Landscape without Crossing Signal

by J. P. Dancing Bear

A herd of trains steaming the divided prairie
where last dusk I saw the shadowing horse gallop
headlong into the oncoming twilight—its breath
clouding like an engine, and in that gloom the animal
looked made of iron. My head heavy with wild
reenactments of metaphorical history and impending
collision. How the stallion streamlined it’s body
to an aerodynamic grace, maneless, ears like the slicing
fins of cars. The train with its forward lamp a beacon
as the transforming hooves kicked plumes

that drifted into the consuming grass. Muscles rippled
in the darkening mist until the outline of the equine
was overtaken. As though all the creatures that had
evolved over the tracked time had ceased to produce
a single horse. The train gained in size, it rumble became
more deafening than could be absorbed by prairie roots.
Each face in the lighted body of the train was my own
staring at the cut-up, patch-worked land, the first fence
not so tall as wide. In its wake, the final brush of tailwind,
and the clacking sound of steel wheels against rails,
I could nearly hear the galloping hooves.
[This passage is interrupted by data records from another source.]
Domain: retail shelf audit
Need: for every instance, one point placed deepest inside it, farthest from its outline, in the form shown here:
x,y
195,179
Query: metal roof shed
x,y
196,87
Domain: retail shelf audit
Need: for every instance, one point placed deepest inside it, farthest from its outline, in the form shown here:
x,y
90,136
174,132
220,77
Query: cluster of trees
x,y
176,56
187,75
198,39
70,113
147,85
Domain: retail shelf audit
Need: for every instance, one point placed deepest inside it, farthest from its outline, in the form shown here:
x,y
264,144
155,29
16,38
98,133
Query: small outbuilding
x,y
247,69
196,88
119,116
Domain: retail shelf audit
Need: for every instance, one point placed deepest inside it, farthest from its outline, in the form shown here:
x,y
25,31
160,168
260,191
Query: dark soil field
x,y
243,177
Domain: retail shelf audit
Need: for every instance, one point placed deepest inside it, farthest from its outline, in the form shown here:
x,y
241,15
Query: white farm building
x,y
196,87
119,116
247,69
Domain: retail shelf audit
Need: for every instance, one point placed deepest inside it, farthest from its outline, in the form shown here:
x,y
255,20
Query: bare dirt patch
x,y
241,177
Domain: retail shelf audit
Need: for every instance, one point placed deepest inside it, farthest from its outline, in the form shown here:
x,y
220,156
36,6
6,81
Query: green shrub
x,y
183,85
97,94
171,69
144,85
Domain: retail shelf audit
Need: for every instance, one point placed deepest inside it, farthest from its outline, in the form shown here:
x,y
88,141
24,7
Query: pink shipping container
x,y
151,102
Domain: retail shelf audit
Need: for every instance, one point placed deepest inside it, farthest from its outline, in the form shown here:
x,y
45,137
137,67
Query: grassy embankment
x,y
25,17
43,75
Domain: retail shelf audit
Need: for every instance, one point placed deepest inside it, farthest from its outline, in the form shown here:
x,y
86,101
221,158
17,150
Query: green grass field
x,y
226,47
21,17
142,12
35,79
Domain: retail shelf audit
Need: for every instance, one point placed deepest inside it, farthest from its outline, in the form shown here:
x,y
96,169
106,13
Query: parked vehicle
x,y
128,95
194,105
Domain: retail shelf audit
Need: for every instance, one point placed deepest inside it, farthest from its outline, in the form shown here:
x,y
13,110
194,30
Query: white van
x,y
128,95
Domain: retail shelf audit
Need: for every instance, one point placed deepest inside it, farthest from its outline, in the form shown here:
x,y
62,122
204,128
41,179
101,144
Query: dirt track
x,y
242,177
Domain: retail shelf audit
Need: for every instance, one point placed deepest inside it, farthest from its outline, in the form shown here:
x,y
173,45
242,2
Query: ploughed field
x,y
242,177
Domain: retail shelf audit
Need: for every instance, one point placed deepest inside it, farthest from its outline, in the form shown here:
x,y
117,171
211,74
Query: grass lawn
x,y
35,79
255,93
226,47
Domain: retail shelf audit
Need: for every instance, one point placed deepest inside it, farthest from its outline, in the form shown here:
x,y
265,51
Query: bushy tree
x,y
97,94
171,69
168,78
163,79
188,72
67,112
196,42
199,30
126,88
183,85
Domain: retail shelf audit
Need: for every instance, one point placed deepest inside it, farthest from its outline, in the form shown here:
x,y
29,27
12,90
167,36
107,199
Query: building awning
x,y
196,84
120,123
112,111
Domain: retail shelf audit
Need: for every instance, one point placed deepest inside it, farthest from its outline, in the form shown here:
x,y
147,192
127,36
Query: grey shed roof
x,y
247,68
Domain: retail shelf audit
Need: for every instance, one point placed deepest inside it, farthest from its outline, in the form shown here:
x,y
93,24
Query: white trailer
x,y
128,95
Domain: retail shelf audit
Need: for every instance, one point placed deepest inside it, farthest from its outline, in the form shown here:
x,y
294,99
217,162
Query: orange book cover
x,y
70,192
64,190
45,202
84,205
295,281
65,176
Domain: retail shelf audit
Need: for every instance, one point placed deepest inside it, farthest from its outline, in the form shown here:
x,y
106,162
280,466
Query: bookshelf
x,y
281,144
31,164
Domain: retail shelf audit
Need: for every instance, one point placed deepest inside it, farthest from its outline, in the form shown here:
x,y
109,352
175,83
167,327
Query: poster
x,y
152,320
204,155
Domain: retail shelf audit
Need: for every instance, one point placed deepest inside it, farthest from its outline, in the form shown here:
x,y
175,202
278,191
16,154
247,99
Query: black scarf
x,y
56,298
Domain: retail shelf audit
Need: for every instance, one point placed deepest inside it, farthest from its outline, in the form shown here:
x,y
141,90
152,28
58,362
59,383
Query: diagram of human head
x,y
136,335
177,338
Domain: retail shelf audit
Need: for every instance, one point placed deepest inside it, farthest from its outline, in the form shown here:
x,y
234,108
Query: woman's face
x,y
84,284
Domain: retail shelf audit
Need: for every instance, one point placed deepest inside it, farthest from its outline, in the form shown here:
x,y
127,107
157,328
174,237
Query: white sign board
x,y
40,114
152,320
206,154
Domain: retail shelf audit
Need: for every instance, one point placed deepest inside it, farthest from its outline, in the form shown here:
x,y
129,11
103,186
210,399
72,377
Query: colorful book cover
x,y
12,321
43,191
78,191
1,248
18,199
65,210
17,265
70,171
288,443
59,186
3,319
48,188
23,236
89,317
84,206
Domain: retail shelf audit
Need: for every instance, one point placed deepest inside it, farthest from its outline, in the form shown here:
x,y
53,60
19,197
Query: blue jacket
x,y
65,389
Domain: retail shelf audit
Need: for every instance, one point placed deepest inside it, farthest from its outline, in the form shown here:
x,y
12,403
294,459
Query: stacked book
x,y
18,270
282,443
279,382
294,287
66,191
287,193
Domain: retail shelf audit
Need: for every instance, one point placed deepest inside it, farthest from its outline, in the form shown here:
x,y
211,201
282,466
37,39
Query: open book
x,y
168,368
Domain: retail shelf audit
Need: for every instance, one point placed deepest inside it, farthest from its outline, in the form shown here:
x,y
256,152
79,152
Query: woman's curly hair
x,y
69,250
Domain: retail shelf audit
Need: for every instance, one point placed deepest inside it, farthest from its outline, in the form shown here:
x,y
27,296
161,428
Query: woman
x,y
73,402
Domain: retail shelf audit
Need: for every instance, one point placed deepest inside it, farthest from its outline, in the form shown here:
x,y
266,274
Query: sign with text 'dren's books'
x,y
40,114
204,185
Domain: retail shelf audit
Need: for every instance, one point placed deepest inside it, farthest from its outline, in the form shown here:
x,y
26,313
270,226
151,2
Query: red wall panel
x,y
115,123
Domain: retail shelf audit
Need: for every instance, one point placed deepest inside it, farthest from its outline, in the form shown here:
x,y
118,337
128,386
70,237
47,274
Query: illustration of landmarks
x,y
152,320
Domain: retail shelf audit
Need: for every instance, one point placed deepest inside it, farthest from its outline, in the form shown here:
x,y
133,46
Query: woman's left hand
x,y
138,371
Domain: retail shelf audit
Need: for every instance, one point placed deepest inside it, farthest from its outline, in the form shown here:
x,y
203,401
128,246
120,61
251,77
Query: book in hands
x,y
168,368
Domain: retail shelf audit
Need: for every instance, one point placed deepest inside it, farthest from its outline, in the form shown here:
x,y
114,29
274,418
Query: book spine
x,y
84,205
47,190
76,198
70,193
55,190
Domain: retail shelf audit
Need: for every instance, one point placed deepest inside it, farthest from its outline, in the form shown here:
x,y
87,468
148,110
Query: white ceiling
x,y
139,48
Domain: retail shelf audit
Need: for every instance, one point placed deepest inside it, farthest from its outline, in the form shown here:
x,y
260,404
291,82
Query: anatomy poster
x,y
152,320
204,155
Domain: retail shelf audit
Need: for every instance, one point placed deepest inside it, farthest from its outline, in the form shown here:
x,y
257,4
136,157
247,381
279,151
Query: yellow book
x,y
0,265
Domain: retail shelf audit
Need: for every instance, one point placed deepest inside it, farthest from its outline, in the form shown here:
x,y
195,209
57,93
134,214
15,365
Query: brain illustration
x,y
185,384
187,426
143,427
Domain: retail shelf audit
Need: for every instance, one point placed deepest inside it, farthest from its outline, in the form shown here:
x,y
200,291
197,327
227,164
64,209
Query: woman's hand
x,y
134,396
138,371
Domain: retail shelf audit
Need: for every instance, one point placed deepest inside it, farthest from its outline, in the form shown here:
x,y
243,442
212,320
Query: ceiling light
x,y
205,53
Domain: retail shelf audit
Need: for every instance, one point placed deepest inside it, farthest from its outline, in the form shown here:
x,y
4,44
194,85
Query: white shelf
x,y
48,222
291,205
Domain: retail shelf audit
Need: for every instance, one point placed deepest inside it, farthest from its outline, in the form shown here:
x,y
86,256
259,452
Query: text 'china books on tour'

J. P. Dancing Bear is the author ten collections of poetry, most recently, Inner Cities of Gulls (2010) and Conflicted Light (2008) by Salmon Poetry. His poems have been published in DIAGRAM, No Tell Motel, Third Coast, Natural Bridge, Shenandoah, New Orleans Review, Verse Daily, and many other publications. He is editor for the American Poetry Journal and Dream Horse Press. Bear also hosts the weekly hour-long poetry show, Out of Our Minds, on public station KKUP. His book Family of Marsupial Centaurs and Other Birthday Poems will be released by Iris Publications at the end of 2010.